INCIDENCE OF CANCER
NEW METHODS OF TREATMENT
BRITISH SPECIALIST’S VIEWS
SYDNEY. December 24.
Of Australia’s population of 7,500,000, more than 10,000 would contract cancer during the next 12 months, Dr. Ralston Paterson said in a talk broadcast in Sydney. But not 10,000 persons would die of cancer, he added. If treated early many types of cancer were now definitely curable.
Dr. Paterson is director of the Holt Cancer Institute in Manchester. England. He came to New South Wales at the request of the State Government to advise on the establishment of a cancer institute.
Between 3000 and 4000 patients were treated at the Holt Institute every day. Dr. Paterson said. A survey of past work showed that more than 40 per cent, were alive and well five years after treatment. The actual figure for 1933 was 43 per cent. Of patients treated early, more than 60 per cent were alive and well five years later. These results had been achieved by treatment with X-rays and radium on types of cancer sensitive to treatment by radiological methods. Surgical methods gave equally good results in other kinds of cancer. In these, surgery had been found to be the best method of treatment.
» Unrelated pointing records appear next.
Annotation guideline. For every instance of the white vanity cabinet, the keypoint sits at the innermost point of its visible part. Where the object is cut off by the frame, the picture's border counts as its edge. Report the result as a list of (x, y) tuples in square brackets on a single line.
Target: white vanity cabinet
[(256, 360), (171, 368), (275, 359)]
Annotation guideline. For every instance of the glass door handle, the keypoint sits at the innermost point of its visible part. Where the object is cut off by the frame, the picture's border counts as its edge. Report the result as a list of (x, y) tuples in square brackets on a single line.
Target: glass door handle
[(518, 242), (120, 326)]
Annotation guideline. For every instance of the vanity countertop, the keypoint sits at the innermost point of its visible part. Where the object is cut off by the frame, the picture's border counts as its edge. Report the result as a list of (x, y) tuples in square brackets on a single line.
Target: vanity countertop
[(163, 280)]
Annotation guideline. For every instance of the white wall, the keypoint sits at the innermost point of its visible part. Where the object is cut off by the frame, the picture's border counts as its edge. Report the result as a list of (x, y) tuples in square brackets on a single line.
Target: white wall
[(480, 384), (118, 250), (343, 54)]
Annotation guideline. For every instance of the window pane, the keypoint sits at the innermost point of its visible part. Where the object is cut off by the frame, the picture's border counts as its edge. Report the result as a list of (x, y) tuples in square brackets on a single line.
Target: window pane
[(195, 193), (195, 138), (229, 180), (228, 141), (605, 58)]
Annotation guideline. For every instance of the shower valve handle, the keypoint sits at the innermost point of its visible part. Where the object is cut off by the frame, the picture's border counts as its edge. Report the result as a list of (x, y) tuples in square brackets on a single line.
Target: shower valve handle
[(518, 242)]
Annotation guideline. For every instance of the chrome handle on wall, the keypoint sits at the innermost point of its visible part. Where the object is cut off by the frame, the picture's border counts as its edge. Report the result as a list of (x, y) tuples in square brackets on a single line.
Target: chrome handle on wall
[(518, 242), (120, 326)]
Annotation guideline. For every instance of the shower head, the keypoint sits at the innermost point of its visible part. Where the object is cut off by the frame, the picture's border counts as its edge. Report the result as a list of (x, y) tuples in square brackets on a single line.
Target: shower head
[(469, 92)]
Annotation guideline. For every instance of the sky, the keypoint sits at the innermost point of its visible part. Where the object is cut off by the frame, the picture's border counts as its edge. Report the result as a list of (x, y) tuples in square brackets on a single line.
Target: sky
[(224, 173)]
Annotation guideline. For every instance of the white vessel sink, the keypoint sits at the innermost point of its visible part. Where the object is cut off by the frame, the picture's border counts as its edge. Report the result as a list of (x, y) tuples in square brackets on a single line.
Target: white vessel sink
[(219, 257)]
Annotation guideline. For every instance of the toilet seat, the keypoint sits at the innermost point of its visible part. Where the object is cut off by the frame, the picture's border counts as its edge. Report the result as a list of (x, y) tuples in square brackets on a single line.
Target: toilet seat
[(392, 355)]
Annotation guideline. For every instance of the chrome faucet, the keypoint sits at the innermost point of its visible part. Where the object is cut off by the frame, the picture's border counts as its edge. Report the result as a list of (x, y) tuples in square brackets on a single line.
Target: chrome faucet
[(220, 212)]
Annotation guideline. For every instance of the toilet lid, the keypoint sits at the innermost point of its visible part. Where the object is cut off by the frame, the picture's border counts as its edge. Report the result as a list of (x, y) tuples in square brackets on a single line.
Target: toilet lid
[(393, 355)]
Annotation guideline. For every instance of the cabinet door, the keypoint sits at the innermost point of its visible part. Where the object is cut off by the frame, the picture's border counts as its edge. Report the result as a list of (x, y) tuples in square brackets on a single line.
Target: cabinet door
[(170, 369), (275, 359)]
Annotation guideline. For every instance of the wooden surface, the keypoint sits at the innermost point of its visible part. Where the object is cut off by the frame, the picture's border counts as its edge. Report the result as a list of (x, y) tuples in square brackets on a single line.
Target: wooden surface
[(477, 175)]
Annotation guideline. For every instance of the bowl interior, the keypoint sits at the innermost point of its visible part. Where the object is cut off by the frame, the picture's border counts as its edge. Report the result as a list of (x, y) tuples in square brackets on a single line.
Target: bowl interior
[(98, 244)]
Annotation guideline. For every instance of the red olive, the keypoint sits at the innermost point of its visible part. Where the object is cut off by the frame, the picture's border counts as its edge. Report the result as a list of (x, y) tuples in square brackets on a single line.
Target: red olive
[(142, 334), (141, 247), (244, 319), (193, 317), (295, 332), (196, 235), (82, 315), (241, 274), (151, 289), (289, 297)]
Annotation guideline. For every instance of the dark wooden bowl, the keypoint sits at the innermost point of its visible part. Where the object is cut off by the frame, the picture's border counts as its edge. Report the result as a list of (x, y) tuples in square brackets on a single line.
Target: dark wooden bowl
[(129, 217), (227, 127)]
Dr. Paterson stated that every year, with improving methods of treatment the number of cancer patients cured was increasing. Cancers of the skin, prevalent in Australia, could now be considered as nearly 100 per cent, curable. Cancer of the mouth, which used to be invariably fatal, could now be cured in a large number of cases. Two cancers which affected women, cancer of the breast and cancer of the womb, if treated in their early stages, yielded hi?h percentages of permanent cures. Dr. Paterson added: “This new outlook for cancer sufferers is due to changes in methods of treatment, and of diagnosis which have taken place fairly recently. In the last 50 years we have seen great achievements by surgical methods. More recently there was the discovery of radium and Xrays. and their successful application to the treatment of cancer.”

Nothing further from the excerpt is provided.